This type of program isn’t limited to Georgia. More than a dozen other states offer similar tax credit programs for scholarship funds, for example. And a variety of states offer tax credits for other sorts of charitable donations, including those to hunger relief organizations (Colorado), eligible community foundations (Maryland) and various local nonprofit organizations (Missouri). Many states use tax credits to encourage their residents to support a variety of causes.
So if these established programs are fine with the IRS, why do some tax experts say New York’s plan won’t hold up under scrutiny? It is largely because deducting charitable contributions is only permitted if you do not get a personal benefit. If you pay $500 to attend a charity gala and receive a dinner valued at $100, you can only deduct $400, rather than the full gift.
Legal precedent and IRS rulings have established that the taxpayer does not necessarily need to reduce the charitable contribution by the amount of the state tax benefits received. With programs like Georgia’s, you are donating to organizations approved by the state, with specific and limited aims. In other words, it is not unreasonable to argue that individual donors are giving altruistically, even if they receive a state tax credit for their trouble.
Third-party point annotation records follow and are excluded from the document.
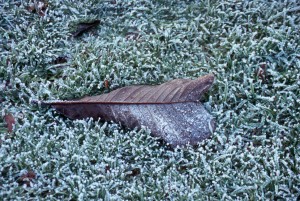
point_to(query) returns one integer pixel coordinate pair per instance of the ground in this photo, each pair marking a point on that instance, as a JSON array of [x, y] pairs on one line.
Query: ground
[[252, 48]]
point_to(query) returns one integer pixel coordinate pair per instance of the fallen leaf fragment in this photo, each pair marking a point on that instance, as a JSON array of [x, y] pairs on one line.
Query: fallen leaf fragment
[[27, 178], [171, 110], [10, 121], [39, 7], [84, 27]]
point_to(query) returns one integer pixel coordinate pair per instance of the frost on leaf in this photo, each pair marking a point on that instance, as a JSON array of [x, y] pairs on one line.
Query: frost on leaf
[[170, 110]]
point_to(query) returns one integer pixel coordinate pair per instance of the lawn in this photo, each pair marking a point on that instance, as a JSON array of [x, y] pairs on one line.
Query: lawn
[[252, 48]]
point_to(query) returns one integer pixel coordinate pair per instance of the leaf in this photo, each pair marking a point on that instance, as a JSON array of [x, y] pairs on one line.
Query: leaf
[[170, 110], [84, 27], [27, 178], [39, 7], [10, 121]]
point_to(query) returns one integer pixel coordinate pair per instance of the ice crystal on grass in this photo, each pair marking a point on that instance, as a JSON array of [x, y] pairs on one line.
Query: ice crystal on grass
[[254, 152]]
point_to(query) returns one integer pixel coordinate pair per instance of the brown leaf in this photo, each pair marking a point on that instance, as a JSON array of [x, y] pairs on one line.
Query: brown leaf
[[27, 178], [170, 110], [39, 7], [10, 121], [84, 27]]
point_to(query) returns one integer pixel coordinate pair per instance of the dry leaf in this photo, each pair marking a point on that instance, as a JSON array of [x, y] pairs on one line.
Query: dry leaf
[[10, 121], [39, 7], [27, 178], [84, 27], [170, 110]]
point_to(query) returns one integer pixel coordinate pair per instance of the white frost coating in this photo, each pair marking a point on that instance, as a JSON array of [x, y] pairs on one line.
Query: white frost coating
[[177, 123]]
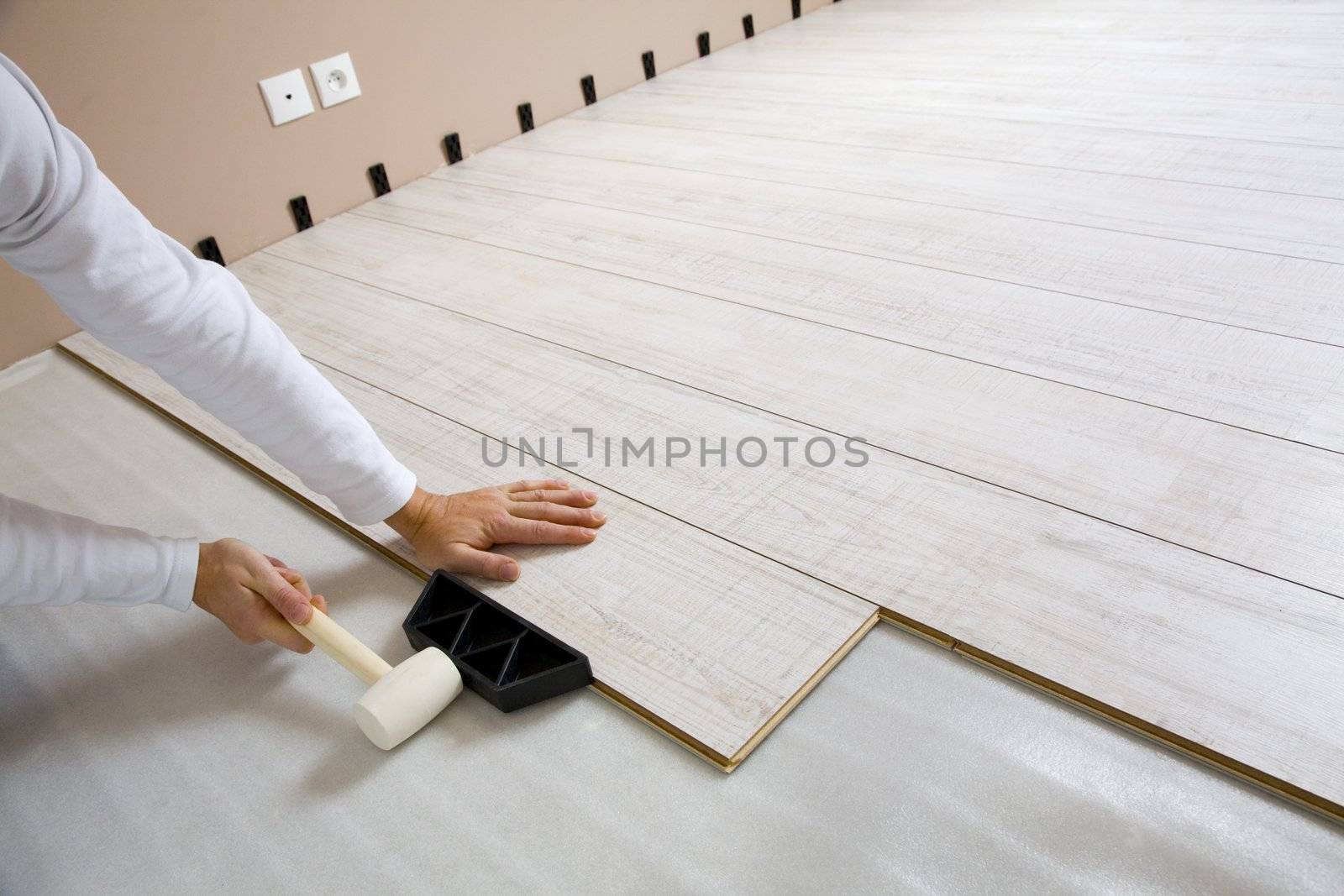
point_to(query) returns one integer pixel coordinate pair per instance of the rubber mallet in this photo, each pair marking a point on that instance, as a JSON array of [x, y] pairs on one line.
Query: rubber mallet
[[400, 700]]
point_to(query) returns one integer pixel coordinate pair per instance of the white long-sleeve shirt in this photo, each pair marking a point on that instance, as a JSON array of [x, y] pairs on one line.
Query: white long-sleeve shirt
[[141, 293]]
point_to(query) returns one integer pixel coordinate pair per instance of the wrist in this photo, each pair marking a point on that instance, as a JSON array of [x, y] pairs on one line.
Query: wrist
[[205, 555], [409, 519]]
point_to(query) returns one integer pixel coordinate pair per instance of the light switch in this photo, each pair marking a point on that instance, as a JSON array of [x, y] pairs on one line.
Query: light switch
[[335, 80], [286, 97]]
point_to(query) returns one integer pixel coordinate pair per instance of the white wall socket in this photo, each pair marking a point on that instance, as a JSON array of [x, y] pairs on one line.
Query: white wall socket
[[335, 80], [286, 97]]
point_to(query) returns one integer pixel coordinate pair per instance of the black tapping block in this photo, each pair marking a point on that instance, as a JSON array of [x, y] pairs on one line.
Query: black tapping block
[[378, 176], [501, 656], [299, 206], [208, 249]]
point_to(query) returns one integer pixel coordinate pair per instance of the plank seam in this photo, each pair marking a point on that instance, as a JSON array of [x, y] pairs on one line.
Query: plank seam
[[608, 117], [792, 419], [635, 708], [664, 92], [459, 179], [808, 320], [969, 208]]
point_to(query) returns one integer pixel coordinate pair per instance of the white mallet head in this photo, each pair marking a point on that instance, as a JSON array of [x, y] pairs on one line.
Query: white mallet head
[[407, 698], [400, 700]]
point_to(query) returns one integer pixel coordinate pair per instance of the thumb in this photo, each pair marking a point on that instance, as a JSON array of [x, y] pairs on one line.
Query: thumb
[[288, 600]]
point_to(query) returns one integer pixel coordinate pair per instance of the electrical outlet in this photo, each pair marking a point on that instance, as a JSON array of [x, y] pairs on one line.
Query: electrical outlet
[[335, 80], [286, 97]]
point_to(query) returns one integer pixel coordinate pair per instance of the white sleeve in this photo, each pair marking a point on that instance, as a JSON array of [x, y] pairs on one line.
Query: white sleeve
[[141, 293], [54, 558]]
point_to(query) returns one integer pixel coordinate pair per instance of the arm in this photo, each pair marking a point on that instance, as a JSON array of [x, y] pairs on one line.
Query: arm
[[65, 224]]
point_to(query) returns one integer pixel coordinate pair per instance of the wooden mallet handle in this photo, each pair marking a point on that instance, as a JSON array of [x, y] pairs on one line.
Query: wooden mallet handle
[[343, 647]]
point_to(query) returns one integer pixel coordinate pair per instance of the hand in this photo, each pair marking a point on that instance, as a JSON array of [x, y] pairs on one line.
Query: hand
[[253, 594], [456, 532]]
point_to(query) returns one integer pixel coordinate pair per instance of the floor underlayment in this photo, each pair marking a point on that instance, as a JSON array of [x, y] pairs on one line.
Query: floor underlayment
[[958, 781], [1072, 270]]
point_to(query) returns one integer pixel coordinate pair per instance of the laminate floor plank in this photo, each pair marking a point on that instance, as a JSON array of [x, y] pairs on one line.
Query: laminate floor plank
[[710, 638], [1257, 291], [1249, 164], [1274, 508], [1296, 226], [1310, 123], [1254, 380], [1081, 70], [1168, 634], [1074, 270]]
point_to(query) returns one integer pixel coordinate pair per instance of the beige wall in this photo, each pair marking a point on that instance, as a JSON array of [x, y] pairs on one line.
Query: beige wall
[[165, 92]]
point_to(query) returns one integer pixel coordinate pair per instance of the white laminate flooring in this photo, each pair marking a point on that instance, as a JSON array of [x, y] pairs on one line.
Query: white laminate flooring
[[1092, 328], [147, 752]]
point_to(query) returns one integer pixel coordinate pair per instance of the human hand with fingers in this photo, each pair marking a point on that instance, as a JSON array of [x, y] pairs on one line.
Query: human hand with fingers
[[255, 595], [457, 532]]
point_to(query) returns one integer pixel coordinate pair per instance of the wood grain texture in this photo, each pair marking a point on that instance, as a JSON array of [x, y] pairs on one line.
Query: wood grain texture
[[1312, 123], [1156, 631], [1252, 164], [1294, 297], [1243, 378], [1273, 508], [1090, 328], [1296, 226], [711, 638]]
Arguing the same for New York’s charitable funds would be much harder. Taxpayers are not only benefiting from government services, but also benefiting from a reduction in tax liability, without which they almost certainly would not be interested in making such a “gift.” Jared Walczak, an analyst for the nonpartisan think tank the Tax Foundation, represented many critics’ misgivings when he said bluntly: “The IRS is highly unlikely to go along with this charade, as these so-called contributions bear none of the hallmarks of genuine charity.”
It would not surprise me if New York’s plan ended up in court. In the fairly likely instance that the state loses such a case, what will become of tax credits like the one I’ve used in Georgia? It is possible that they are different enough that a legal challenge to New York could leave them unscathed, but it is also possible that they will get swept away in the aftermath. As for New York taxpayers who take advantage of the state’s charitable contribution funds, taking the state at its word could, at a minimum, leave them open to a greater risk of an audit by the IRS.
Congress would do better to close this loophole with legislation, and save everyone the time and expense involved in dragging the New York system and other similar schemes through the courts. Even if it shuts out programs like Georgia’s, it will be one less opportunity for taxpayer aggravation as we adjust to the effects of tax reform.